Keith Smith joined Imagine Learning as the Principal Site Reliability Engineer after he’d already been in the DevOps space for years. He was familiar with various incident monitoring tools including OpsGenie. Imagine Learning had many tools in place, but consolidation and effective alerting were just not there.
“[At the time] the on-call team only got alert messages via email—it was stupid, there was so much noise. I would get up each night at 1 am, look at my phone and go back to bed. I set out to say there is a better way.”
Due to all the noise, the alerts weren’t meaningful and they weren’t actionable. The process was completely reactive and teams were left without an efficient way to communicate during incidents.
“Support call volume would go up, which indicated a problem, and then the rep in support would escalate it.
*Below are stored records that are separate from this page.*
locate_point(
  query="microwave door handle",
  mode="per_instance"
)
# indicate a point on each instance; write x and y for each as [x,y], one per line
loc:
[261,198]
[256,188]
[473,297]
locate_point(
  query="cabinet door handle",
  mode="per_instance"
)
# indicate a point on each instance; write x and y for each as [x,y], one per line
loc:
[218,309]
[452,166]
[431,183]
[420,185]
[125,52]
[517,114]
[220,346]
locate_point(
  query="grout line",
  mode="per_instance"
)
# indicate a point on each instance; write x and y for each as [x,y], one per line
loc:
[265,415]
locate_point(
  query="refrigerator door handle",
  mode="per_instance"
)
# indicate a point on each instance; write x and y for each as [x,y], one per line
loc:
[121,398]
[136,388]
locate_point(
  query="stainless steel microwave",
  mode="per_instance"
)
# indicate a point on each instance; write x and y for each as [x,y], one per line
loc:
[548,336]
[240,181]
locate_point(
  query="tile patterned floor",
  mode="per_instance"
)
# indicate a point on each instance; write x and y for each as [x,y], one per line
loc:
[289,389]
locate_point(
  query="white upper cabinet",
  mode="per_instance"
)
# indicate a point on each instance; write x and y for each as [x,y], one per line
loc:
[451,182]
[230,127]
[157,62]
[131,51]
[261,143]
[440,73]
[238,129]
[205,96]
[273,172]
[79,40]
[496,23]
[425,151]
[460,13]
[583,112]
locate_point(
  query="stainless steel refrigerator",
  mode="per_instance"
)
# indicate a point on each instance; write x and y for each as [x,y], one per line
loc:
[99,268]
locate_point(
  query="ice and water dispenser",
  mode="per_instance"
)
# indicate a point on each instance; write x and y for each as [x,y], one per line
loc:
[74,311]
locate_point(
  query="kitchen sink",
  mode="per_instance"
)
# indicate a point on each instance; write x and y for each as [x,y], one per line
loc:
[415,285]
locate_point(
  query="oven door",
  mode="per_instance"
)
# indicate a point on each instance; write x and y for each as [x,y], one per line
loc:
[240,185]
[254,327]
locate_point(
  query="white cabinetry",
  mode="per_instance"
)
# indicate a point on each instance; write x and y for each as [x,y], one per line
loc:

But that was the only chain of communication— the customer would tell us something was wrong and then we would fix it.”
Additionally, before using OpsGenie the On-Call team was not always the team that could fix the issue, so people were woken up in the middle of the night for no reason.
With over 20 tools and applications to manage OpsGenie’s ability to integrate with their IT Stack was key to quieting the noise.
“Every time I have wanted to connect a source to OpsGenie, there has been a path — even if just using a webhook.”
Deep integrations with Slack and JIRA mean Imagine Learning now has an automated process. OpsGenie updates the status page creates a JIRA ticket, kicks out a Slack notification, and wakes the right people up at the right time.
“Beyond a faster MTTR, the biggest thing we gain is the communication piece, telling our customer’s what’s going on and the 500 people in our offices across the country [and world] as soon as an incident hits.”
Sharing the on-call schedule and only getting woken up when necessary enables Keith to diversify his work and empowered him to reduce response time from 24-36 hours to just a brief 15-minute window or less.
OpsGenie enabled Keith to create an efficient incident management and on-call process that reduced MTTR and also improved his team’s quality of life. For a company providing a software product, resolving an issue quickly is vital. Within 3 months of using OpsGenie, there was a 900% reduction in incident volume.
“Now we have maybe one major incident every year, work is becoming more fun. I’m able to sleep at night and it has freed up my time to work on more valuable and interesting projects.”